The diagrams in Fig. 8C and D summarize the analysis of all the results obtained here. The grey area in the diagram presents the yield of globular A3G structures, calculated to be 35% for the 69 nt tail ssDNA substrate (A) and 65% for the 25 nt tail ssDNA substrate (B). The estimated lifetime for the globular A3G structure in complex with the 69 nt tail ssDNA (∼0.39 ± 0.06 s) tends to be less than that with the 25 nt tail ssDNA substrate (∼1.29 ± 0.09 s). The shorter lifetime for the globular structure correlates with the reduced yield of the globular structure compared to the dumbbell structure for the A3G–69 nt ssDNA complexes. The blue and orange areas together show the yield of dumbbell structures for long and short ssDNA substrates to be 65% and 35%, respectively, with a tendency toward increased lifetimes for the dumbbell structures in complex with 69 nt ssDNA (∼0.64 ± 0.03 s) compared with a shorter ssDNA substrate (0.42 ± 0.01 s). These results show the correlation between the yield of dumbbell and globular structures of A3G and their lifetime on the different ssDNA substrates.

As shown in Fig. 8A and B, the two distinct peaks for h1[thin space (1/6-em)]:[thin space (1/6-em)]h2 values, shown for the long and short ssDNA substrates, demonstrate different positions of A3G domains on the ssDNA substrate. Indeed, when both domains are bound to the ssDNA substrate, the h1[thin space (1/6-em)]:[thin space (1/6-em)]h2 ratio is close to one, compared to the h1[thin space (1/6-em)]:[thin space (1/6-em)]h2 ratio equal to 1.3 when one of the domains is unbound to the substrate.

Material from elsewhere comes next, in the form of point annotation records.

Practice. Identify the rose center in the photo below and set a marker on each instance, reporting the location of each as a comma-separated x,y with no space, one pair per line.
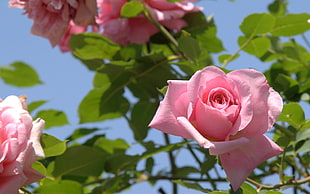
219,98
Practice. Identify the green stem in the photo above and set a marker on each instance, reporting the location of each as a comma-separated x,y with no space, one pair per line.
200,163
237,52
172,164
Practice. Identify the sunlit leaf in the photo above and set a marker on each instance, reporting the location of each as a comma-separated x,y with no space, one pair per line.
52,146
194,186
293,114
62,187
291,24
131,9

In addition to the position of the domains in dumbbell structures of A3G in A3G–ssDNA complexes discussed above, the areas under peak 1 and peak 2 (Fig. 8A and B) indicate the different number of events for bound and unbound domains for long and short ssDNA substrates. Indeed, for a long substrate, the ratio between areas under peak 1 and peak 2 is 1.8, indicating an almost twice greater number of events when both A3G domains are positioned on the ssDNA compared to one of the domains being unbound. The blue and orange areas in Fig. 8C show such a distribution to be 42% for both domains bound to the ssDNA substrate (blue area) vs. 23% for the unbound one (orange area). For a short ssDNA substrate (Fig. 8D), the ratio between areas under peak 1 and peak 2 is 1.1, demonstrating a practically equal number of events for A3G domains positioned on the substrate and for one domain unbound, as shown in blue (18%) and orange (17%) areas in the diagram, respectively.

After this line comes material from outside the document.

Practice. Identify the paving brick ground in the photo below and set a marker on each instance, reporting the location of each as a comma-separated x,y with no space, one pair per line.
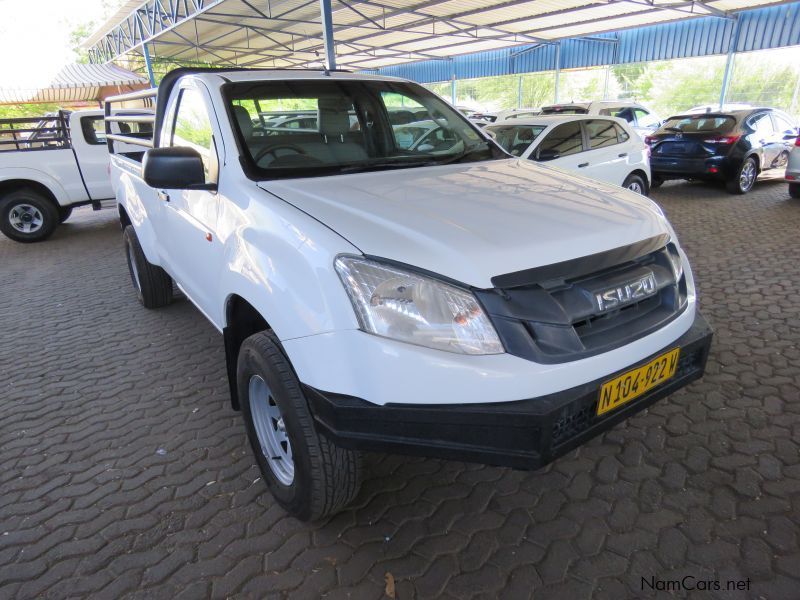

HS-AFM is not capable of identifying which domain remains in contact with the ssDNA and which is temporarily dissociated. Nevertheless, several lines of evidence allow us to posit that the CTD is the domain capable of transiently dissociating from the ssDNA. Computer analysis performed35 shows that the isoelectric point (pI) of the N-terminal domain (NTD) is 9.6, compared to 6.9 for the CTD. In addition, the number of aromatic amino acids in A3G essential for ssDNA binding is 9 for the NTD versus only 6 for the CTD. Taken together, these findings suggest tighter binding for the NTD than for the CTD. Also, more stable binding of the NTD with ssDNA than of the CTD has been reported.28,35,36 Moreover, it is demonstrated that the NTD is responsible not only for binding with ssDNA,35,36 but also for positioning and stabilizing active sites of the CTD for efficient deamination of ssDNA.37 Mutational studies38 suggest the following two steps for A3G binding with the ssDNA template: (1) initially, high affinity binding is carried out by the NTD with Kd in the nM range, (2) followed by the CTD with Kd in the μM range. In addition, the data obtained in ref. 39 and 40 have demonstrated that during A3G sliding, the CTD tends to dissociate from ssDNA. Therefore, we hypothesize that the CTD has greater conformational mobility compared to the NTD, and is capable of transiently dissociating from the ssDNA template.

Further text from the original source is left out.